Analisa com profundidade a tendência mais moderna a respeito da Internacionalização dos Direitos, em especial dos Direitos Humanos em que os povos indígenas estão inseridos, de acordo com estudos do ISA (Instituto Sócio Ambiental).

Direito Internacional | 31/out/2007

Analisaremos a importância da coletivização dos direitos humanos, desde a Declaração Universal e outros instrumentos internacionais, incluindo a evolução e discussão de novos princípios referentes aos direitos fundamentais dos povos indígenas, fundamentados nos estudos do Instituto Sócio ambiental, elaborado por Ana Valéria Araújo1.

Importante destacar que antes da Constituição de 1988, os direitos indígenas sempre foram tratados por um ângulo privatístico, como vinculados somente ao direito de posse sobre a terra.

Nosso estudo quer tratar da inclusão dos índios no âmbito dos Direitos Humanos e também no âmbito internacional, já que observamos uma tendência à humanização, coletivização dos direitos, interna e externamente, como reflexo da globalização e universalização dos direitos humanos, desde o Iluminismo e de conquistas e revoluções advindas do século XVIII.

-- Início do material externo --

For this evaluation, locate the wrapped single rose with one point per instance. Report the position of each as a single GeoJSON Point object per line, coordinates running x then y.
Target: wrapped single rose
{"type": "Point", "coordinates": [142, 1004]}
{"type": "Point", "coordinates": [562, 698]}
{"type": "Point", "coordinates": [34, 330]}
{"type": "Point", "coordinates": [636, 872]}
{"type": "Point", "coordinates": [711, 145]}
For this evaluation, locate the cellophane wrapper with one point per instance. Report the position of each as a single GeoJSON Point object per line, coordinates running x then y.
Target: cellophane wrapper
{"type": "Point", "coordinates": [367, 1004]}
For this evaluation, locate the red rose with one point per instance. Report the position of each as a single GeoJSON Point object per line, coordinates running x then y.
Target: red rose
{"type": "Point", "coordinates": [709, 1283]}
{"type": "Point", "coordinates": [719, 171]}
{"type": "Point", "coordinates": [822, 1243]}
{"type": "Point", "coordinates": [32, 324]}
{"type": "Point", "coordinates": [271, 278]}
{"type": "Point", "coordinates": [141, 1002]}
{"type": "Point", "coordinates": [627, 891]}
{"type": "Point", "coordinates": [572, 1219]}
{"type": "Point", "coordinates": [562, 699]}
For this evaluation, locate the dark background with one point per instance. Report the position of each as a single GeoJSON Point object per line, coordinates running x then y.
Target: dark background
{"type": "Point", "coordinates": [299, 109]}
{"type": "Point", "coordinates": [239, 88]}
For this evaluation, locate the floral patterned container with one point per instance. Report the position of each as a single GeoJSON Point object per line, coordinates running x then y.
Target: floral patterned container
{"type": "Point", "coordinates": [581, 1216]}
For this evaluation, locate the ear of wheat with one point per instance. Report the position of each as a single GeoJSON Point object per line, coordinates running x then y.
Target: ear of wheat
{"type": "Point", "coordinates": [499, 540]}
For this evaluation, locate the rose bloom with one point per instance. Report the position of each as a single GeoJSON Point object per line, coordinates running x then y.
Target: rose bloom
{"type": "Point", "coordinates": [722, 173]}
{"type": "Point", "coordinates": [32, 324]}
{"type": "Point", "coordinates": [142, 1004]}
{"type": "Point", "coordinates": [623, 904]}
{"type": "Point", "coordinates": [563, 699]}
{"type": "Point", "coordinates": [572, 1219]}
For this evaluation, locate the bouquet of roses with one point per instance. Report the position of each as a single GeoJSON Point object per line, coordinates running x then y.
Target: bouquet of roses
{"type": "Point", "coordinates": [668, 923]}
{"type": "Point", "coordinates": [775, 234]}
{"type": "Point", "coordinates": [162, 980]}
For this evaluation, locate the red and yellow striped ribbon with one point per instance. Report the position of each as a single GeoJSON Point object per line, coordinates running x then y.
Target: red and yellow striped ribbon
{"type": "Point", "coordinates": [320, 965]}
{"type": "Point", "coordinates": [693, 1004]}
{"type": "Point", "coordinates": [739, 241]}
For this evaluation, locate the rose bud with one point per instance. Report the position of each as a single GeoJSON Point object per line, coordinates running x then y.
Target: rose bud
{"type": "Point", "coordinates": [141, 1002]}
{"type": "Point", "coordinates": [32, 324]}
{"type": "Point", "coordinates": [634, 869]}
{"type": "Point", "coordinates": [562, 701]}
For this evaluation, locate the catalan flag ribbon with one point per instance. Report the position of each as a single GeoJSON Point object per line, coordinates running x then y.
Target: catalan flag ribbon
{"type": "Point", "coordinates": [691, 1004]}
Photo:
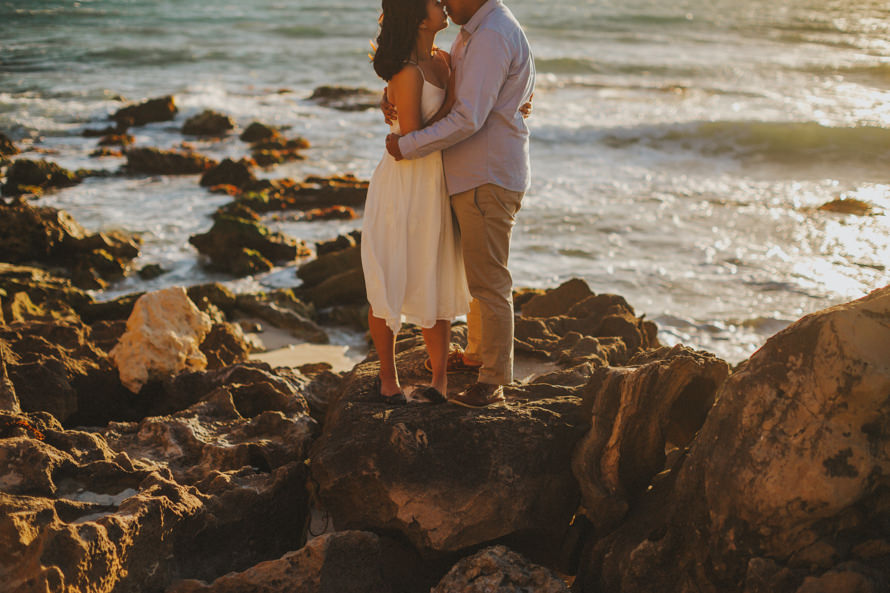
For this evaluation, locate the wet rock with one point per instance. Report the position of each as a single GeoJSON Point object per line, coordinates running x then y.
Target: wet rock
{"type": "Point", "coordinates": [208, 123]}
{"type": "Point", "coordinates": [445, 477]}
{"type": "Point", "coordinates": [601, 329]}
{"type": "Point", "coordinates": [258, 132]}
{"type": "Point", "coordinates": [847, 206]}
{"type": "Point", "coordinates": [55, 367]}
{"type": "Point", "coordinates": [342, 562]}
{"type": "Point", "coordinates": [29, 176]}
{"type": "Point", "coordinates": [346, 98]}
{"type": "Point", "coordinates": [278, 150]}
{"type": "Point", "coordinates": [151, 271]}
{"type": "Point", "coordinates": [557, 301]}
{"type": "Point", "coordinates": [789, 465]}
{"type": "Point", "coordinates": [116, 140]}
{"type": "Point", "coordinates": [224, 346]}
{"type": "Point", "coordinates": [340, 243]}
{"type": "Point", "coordinates": [282, 309]}
{"type": "Point", "coordinates": [43, 295]}
{"type": "Point", "coordinates": [229, 172]}
{"type": "Point", "coordinates": [330, 213]}
{"type": "Point", "coordinates": [152, 110]}
{"type": "Point", "coordinates": [163, 337]}
{"type": "Point", "coordinates": [499, 570]}
{"type": "Point", "coordinates": [72, 509]}
{"type": "Point", "coordinates": [9, 401]}
{"type": "Point", "coordinates": [655, 403]}
{"type": "Point", "coordinates": [229, 238]}
{"type": "Point", "coordinates": [215, 294]}
{"type": "Point", "coordinates": [7, 148]}
{"type": "Point", "coordinates": [167, 162]}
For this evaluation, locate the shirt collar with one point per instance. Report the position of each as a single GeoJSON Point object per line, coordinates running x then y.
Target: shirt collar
{"type": "Point", "coordinates": [484, 10]}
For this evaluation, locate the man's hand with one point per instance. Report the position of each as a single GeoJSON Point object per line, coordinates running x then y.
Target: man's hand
{"type": "Point", "coordinates": [526, 108]}
{"type": "Point", "coordinates": [389, 110]}
{"type": "Point", "coordinates": [392, 146]}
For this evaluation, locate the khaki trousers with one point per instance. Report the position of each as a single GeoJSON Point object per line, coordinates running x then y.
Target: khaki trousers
{"type": "Point", "coordinates": [486, 216]}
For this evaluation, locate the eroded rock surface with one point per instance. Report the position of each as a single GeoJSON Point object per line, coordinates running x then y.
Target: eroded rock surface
{"type": "Point", "coordinates": [163, 337]}
{"type": "Point", "coordinates": [785, 487]}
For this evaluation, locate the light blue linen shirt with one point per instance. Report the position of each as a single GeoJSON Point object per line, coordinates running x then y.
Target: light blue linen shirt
{"type": "Point", "coordinates": [484, 138]}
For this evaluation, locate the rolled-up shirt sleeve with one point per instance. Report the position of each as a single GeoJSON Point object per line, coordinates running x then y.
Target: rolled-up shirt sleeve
{"type": "Point", "coordinates": [479, 77]}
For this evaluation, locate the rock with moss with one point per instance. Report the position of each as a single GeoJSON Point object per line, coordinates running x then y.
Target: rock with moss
{"type": "Point", "coordinates": [7, 148]}
{"type": "Point", "coordinates": [29, 176]}
{"type": "Point", "coordinates": [232, 238]}
{"type": "Point", "coordinates": [229, 172]}
{"type": "Point", "coordinates": [152, 110]}
{"type": "Point", "coordinates": [166, 162]}
{"type": "Point", "coordinates": [208, 123]}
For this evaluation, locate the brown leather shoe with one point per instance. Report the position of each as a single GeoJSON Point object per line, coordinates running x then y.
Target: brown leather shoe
{"type": "Point", "coordinates": [479, 395]}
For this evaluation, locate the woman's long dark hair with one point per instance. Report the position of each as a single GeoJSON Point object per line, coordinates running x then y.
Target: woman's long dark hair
{"type": "Point", "coordinates": [398, 33]}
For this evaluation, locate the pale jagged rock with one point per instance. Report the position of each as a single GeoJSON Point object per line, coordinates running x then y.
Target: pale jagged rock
{"type": "Point", "coordinates": [791, 465]}
{"type": "Point", "coordinates": [499, 570]}
{"type": "Point", "coordinates": [163, 337]}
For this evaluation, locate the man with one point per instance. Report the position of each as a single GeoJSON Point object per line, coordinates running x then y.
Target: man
{"type": "Point", "coordinates": [484, 141]}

O Direito Internacional moderno tratou exclusivamente dos direitos dos Estados, apoiados em padrões colonialistas impostos pelos europeus. Foram necessárias duas guerras mundiais para que o Direito Internacional se preocupasse com a busca da manutenção da paz e do bem-estar do homem. Após a barbárie de duas grandes guerras e de muitos etnocídios, a humanidade vem buscando a proteção aos direitos humanos que, inicialmente visavam tão-somente a proteção de indivíduos, mas passou-se a reconhecer, também, a existência de grupos e direitos coletivos dos quais os indígenas fazem parte.

No final da década de 70, a agenda internacional dos direitos humanos e sua discussão ganham a adesão de grupos indígenas. Note-se que a categoria povos compreende não apenas as tribos, nações ou sociedades nativas das Américas, mas também comunidades aborígenes como da Austrália e Nova Zelândia, segundo estudos do ISA.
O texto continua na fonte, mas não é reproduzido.